There’s some interesting Christian imagery as well (Woo himself is Christian). Chow is splayed shirtless at one point against the church pews as his peers remove a bullet, his arms spread out with a crucifix on view behind him. In the final battle, a statue of Mary is blown apart and other iconography, such as an impossible number of candles, is destroyed. A bevy of doves makes a memorable appearance as well. I have no idea what that’s all supposed to mean, but I’m sure it’s very profound.

The film lays on the melodrama pretty thick in some parts, especially scenes involving Chow and the blind singer, making me think of Jane Wyman in The Magnificent Obsession. The highlight, if that’s what you call it, was the ending. Chow has vowed to devote his corneas to the singer if he should die, but in the church battle he ironically gets his eyes shot out. As they crawl blindly toward each other amid the shootout, desperately calling each other’s names, he dies as she crawls past him unknowingly. That would have been a great silent film sequence.
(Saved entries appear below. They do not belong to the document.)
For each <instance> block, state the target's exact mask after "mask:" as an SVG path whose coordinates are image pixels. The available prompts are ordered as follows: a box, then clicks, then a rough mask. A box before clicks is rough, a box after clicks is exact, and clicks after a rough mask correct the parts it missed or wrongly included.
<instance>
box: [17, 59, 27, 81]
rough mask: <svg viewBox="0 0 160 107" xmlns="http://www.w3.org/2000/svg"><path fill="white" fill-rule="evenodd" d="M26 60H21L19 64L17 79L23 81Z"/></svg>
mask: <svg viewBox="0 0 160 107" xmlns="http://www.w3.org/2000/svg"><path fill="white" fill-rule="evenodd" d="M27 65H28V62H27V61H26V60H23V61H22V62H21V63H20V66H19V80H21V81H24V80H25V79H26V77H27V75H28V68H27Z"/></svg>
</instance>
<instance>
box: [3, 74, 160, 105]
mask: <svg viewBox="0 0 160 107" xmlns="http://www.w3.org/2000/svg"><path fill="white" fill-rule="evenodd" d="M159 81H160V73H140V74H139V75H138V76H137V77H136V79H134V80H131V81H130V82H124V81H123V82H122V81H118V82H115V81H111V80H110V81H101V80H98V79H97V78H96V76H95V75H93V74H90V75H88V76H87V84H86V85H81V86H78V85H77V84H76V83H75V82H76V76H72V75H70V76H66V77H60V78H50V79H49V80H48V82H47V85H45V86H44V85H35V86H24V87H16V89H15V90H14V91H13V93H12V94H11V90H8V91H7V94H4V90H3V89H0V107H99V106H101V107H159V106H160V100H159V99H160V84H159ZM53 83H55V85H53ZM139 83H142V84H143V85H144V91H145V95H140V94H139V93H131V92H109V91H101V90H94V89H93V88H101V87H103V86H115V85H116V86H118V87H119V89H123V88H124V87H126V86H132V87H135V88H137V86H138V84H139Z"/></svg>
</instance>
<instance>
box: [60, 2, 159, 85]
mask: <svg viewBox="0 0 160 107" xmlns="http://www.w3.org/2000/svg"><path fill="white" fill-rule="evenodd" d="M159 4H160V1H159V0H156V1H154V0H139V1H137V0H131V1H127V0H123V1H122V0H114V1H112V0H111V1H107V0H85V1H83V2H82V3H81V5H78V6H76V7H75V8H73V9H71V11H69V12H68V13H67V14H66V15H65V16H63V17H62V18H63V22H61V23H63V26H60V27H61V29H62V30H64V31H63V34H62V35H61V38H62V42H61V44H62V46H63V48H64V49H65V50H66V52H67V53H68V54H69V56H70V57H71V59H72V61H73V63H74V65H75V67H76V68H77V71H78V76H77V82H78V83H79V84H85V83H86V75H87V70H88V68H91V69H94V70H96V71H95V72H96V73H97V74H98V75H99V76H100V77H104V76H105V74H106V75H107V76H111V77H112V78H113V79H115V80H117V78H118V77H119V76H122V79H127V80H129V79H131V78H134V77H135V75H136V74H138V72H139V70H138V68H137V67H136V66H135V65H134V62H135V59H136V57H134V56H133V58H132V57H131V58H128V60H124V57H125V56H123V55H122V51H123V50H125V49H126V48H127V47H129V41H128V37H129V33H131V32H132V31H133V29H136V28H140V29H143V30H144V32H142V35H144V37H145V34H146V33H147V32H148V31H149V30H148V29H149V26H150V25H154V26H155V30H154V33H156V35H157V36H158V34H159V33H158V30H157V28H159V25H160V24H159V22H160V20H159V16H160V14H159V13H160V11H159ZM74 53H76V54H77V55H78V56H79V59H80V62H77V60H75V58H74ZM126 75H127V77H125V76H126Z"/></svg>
This film is generally ranked higher than Tomorrow, and the action scenes are as awesome as ever. But the turn to sentiment here, like the struggling blind woman singing the sad ballad and the frightened little girl caught up in the gun battle, felt like Woo was trying too hard to humanize his characters, especially Chow. The earlier film was more straightforward, avoiding any mushiness even in the relation between the brothers. Still, it’s a fun watch as long as we don’t take it too seriously.